I am trying to prove that the sequence $ \left \lfloor{ \frac{ 10 + n }{ 2n } }\right \rfloor $converges to 0 by using the episilon method.
I tend to work backwards. So far, I've managed to do the following: \begin{align} |\left \lfloor{ \frac{ 10 + n }{ 2n } }\right \rfloor - 0 | &= |\left \lfloor{ \frac{ 10 + n }{ 2n } }\right \rfloor | \\ &\leq |\left \lfloor{ \frac{ 10 + n }{ 2n } }\right \rfloor | \\ &\leq | \frac{ 10 + n }{ 2n } | \\ &= \frac{ 10 + n }{ 2n } \\ &\leq \frac{ 10 + n }{ n } \\ &= \frac{ 10 }{ n } + 1 \\ \end{align}
Then, I took $ \epsilon > \frac{ 10 }{ n } + 1 $, which lead to having $ n > \frac{ 10 }{ \epsilon - 1 } $. Thus, it is sufficient to take $ N > \frac{ 10 }{ \epsilon - 1 } $ to guarantee that for all $ n \geq N $, $ |\left \lfloor{ \frac{ 10 + n }{ 2n } }\right \rfloor - 0 | < \epsilon $.
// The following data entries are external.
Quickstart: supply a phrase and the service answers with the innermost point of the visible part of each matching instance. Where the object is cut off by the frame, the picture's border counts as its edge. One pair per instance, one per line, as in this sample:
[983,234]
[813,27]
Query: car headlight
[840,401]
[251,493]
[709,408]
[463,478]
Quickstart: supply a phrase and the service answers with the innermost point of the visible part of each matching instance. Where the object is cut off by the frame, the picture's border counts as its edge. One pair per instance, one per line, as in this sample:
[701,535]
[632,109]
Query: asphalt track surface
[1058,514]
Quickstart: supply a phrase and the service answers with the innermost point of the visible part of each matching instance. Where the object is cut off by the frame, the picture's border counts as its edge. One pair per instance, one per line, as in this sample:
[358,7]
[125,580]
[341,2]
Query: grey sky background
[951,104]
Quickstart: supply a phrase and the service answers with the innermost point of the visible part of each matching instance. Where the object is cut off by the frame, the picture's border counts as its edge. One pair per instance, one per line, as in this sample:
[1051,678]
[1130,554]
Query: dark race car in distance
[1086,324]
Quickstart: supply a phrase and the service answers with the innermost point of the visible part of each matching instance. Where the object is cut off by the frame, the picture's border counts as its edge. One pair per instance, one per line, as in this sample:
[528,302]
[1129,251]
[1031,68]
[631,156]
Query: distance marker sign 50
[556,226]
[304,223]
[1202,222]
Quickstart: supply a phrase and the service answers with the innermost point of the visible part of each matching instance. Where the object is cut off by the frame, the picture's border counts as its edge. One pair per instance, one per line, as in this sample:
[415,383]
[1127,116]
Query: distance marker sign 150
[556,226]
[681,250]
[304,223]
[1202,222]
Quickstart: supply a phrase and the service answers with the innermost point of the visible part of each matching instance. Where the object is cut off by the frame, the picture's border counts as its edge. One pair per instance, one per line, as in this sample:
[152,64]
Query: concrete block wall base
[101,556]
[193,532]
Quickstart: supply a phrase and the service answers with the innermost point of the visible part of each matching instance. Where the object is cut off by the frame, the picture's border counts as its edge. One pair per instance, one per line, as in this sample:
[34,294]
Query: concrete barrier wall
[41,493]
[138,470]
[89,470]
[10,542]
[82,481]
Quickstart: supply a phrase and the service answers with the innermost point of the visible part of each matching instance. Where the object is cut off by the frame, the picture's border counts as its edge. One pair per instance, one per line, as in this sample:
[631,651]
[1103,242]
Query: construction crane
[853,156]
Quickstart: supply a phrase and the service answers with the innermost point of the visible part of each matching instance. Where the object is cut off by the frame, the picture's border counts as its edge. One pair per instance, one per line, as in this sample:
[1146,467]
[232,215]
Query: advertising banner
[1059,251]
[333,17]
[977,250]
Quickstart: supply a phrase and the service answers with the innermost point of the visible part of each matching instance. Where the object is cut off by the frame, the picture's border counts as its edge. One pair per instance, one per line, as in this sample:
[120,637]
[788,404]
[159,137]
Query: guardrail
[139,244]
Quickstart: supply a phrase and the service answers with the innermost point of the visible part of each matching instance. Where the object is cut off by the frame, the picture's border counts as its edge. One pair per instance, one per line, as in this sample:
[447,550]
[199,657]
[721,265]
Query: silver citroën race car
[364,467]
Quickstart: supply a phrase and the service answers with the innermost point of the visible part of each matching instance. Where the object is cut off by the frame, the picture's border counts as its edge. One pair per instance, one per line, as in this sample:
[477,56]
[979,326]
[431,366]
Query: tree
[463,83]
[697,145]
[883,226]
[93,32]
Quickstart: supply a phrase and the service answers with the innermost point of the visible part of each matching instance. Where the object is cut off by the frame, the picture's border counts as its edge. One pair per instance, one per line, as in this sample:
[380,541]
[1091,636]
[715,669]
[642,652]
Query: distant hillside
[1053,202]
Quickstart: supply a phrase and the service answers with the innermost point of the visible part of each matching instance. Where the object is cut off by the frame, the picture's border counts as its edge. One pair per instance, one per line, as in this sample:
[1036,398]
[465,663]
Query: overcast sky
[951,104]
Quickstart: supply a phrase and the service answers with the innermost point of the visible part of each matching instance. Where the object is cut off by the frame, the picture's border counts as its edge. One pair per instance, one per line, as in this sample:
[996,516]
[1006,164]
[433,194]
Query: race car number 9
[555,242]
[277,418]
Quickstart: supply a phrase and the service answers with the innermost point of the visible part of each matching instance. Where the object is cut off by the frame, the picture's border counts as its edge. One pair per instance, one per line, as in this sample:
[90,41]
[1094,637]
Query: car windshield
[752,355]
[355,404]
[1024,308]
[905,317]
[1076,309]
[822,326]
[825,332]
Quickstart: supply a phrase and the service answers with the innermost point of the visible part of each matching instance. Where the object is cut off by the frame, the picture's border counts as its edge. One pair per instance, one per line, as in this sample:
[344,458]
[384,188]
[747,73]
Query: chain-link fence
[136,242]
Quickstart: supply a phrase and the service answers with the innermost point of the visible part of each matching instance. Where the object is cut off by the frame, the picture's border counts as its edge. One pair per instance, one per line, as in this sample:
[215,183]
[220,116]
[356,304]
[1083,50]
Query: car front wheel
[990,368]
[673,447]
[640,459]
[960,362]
The problem I am having is that the previous must hold for all $ \epsilon > 0 $, including $ \epsilon = 1 $. It can be shown manually that for $ n \leq 11 $, $ |\left \lfloor{ \frac{ 10 + n }{ 2n } }\right \rfloor - 0 | < 1 $, so the way I defined $ N $ is not completely incorrect.
I am wondering if there is a way to define $ N $ so that I don't have to consider various cases.
Of course, if $n>10$, then $\left\lfloor\frac{10+n}{2n}\right\rfloor=0.$ So for any $\epsilon>0$, if $n>10$, then $$\left|\left\lfloor\frac{10+n}{2n}\right\rfloor-0\right|=0<\epsilon.$$ In other words $N_\epsilon=10$. This proves that the limit is $0$.
The reason your first method does not work is that your upper bounds are too loose. The floor function is critical for the limit being $0$, so you cannot just throw it away. Similarly, $2$ in the denominator should not be discarded.